5 of 7 people found the following review helpful
4.0 out of 5 stars Face the Nation, Oct 15 2004
By Moonlight Graham "Ben" - Published on Amazon.com
This review is from: Face the Nation: My Favorite Stories from the First 50 Years of the Award-Winning News Broadcast (Hardcover)
Bob Schieffer, moderator of the last Presidential debate and moderator of Face the Nation, has written a second book of memories. In it, he recounts the successful CBS show "Face the Nation."

It is a good read. Unfortunately, there's not quite enough meat in it. The book is over almost before it began. It comes with a 2-hour DVD that I am planning on watching soon. I hope it includes some of the remarkable stories included in the book; the McCarthy interview, the Ali interview, and most importantly, the great Martin Luther King, Jr.

Schieffer has a natural gift to tell a story, and it's a worthwhile read.

4 of 6 people found the following review helpful
4.0 out of 5 stars "a window on history", April 17 2005
By mwreview "mwreview" - Published on Amazon.com
Amazon Verified Purchase(What's this?)
This review is from: Face the Nation: My Favorite Stories from the First 50 Years of the Award-Winning News Broadcast (Hardcover)
I am not a regular viewer of the Sunday political interview program Face the Nation but, while surfing channels, I saw Face the Nation moderator Bob Schieffer discuss his book celebrating the 50th anniversary of the program. Clips from the DVD included with the book were shown. There was the CBS crew in Moscow interviewing Nikita Krushchev in an odd-looking set in 1957. Then they showed a clip from 1959 with Fidel Castro in Havana. Schieffer explained that armed guards (one with a gun pointed at FTN producer Ted Ayers) surrounded the camera crew with Castro giving the probably not too reassuring claim that they were "men of love." What really intrigued me was a clip of the first FTN telecast. Senator Joe McCarthy was interviewed shortly before Congress voted to censure him for his excessive, paranoid, unsubstantiated accusations that many in the government were card-carrying Communists. McCarthy branded the Senate session a "lynching bee" right on the television show. When I was a teacher, I researched several lectures on McCarthy and never heard of this interview. Since I am interested in Cold War history, I bought this book.

The 50th anniversary book covers the following topics: McCarthy and the Red Scare, Krushchev the "big scoop," "Castro day on CBS," Civil Rights, Vietnam, the Pentagon Papers, women on FTN, presidential campaigns, Clinton's impeachment, 9/11, and the war in Iraq. The second part includes select "final thoughts" by Schieffer my favorite being on Prince Charles: "So why is this cause to celebrate? Because he's their prince, not ours" (p. 197). The third section is a brief look at the moderators and producers of FTN through the decades.

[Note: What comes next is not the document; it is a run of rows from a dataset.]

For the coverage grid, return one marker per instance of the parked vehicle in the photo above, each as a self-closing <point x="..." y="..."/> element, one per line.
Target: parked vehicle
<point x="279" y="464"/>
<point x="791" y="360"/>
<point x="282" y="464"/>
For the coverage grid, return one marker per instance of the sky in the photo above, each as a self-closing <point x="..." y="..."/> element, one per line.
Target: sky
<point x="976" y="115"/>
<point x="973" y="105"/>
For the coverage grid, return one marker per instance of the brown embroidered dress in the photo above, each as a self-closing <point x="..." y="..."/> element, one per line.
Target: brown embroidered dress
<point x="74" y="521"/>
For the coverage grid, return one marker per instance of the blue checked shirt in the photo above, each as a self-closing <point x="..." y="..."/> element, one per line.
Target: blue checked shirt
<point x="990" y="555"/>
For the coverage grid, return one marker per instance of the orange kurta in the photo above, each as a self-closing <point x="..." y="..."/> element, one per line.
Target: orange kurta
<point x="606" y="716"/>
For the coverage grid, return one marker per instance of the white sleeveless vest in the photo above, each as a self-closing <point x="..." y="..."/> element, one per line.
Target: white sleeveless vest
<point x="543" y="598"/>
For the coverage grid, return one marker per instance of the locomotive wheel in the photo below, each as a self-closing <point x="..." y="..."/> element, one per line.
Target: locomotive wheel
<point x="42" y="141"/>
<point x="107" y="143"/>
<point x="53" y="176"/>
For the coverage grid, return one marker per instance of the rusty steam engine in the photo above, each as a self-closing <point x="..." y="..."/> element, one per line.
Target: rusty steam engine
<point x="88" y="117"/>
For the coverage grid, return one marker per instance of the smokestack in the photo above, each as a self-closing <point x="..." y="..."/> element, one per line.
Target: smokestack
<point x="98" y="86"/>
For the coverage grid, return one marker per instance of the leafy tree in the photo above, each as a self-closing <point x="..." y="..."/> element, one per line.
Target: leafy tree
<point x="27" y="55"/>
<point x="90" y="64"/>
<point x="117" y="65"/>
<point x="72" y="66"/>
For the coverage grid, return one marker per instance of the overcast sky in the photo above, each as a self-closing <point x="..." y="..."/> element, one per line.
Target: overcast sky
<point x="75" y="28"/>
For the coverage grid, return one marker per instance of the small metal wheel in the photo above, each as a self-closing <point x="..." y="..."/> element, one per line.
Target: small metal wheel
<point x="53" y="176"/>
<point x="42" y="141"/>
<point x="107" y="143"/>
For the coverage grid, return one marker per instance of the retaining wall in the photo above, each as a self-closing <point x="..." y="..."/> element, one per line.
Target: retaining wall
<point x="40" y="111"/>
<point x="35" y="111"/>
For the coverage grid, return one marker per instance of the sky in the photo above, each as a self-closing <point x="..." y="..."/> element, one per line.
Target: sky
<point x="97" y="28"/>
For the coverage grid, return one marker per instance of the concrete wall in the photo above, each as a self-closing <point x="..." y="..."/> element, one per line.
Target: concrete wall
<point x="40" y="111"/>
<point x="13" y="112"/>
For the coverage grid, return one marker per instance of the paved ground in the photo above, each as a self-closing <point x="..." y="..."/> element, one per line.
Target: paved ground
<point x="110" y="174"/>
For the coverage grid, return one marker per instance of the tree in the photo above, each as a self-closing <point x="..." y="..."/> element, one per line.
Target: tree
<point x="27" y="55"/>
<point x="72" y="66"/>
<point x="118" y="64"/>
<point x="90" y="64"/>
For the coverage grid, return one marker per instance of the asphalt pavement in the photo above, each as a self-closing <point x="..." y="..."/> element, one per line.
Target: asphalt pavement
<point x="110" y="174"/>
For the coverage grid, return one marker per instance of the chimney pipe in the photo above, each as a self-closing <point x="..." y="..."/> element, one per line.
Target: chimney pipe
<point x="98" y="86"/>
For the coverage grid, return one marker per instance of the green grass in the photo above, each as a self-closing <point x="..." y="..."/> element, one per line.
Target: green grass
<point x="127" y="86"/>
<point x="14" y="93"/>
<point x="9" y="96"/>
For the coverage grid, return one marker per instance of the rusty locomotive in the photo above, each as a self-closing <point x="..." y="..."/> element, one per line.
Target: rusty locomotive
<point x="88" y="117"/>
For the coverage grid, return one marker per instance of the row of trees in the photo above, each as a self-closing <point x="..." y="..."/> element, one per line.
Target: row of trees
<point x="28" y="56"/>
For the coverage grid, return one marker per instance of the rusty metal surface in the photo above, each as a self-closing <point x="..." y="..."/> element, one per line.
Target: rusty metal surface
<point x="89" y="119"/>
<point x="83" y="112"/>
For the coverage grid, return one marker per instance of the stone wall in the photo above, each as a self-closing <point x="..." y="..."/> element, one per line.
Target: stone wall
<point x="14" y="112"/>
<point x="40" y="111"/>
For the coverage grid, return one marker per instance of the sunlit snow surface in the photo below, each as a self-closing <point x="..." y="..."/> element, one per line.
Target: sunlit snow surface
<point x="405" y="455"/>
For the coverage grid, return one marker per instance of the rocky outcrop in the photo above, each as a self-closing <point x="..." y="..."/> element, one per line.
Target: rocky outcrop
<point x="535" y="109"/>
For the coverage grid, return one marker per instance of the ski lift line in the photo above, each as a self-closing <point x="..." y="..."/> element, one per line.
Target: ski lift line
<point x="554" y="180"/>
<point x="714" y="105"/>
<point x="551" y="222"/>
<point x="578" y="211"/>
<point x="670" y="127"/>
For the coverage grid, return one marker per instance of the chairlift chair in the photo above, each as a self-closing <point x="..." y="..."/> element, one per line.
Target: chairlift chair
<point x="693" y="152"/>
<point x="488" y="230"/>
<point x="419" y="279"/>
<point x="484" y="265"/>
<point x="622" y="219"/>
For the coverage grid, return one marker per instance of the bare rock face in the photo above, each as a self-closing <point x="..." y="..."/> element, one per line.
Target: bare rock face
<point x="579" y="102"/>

In the back are statistics listing guests with the most appearances and the longest span of appearances. Part 1, the meat of the book, is only 179 pages of the short 227-page book, so the topics are discussed only briefly. Still, there are some interesting stories.

I am more interested in the Cold War-era topics so the following highlights are mostly from the older broadcasts. On McCarthy, Schieffer explains how blacklists publications like Aware and Red Channels influenced CBS's hiring process (p. 19). One story I have never heard before was that Ed Sullivan wanted to be a respected news journalist and hoped that interviewing Castro (the same day as FTN's interview with the Cuban dictator) would help him be taken seriously in that department by Edward R. Murrow. Sullivan was so impressed by Castro that he donated a 10,000 check to the dictator (Sullivan was soon persuaded to put a stop on the check) (p. 43). Another highlight was the Vietnam chapter and how a long parade of government officials interviewed misled the public (either out of ignorance or intentional deception) as to America's progress in southeast Asia. In more recent news, Schieffer humorously describes Al Gore's attempt to seem more down-to-earth on FTN by being interviewed in a vegetable market in casual, farmer garb. Schieffer points out that the soles of Gore's boots were clean as a whistle (p. 124). The book is a quick read through the main news items in the second half of the 20th century. It includes many photos.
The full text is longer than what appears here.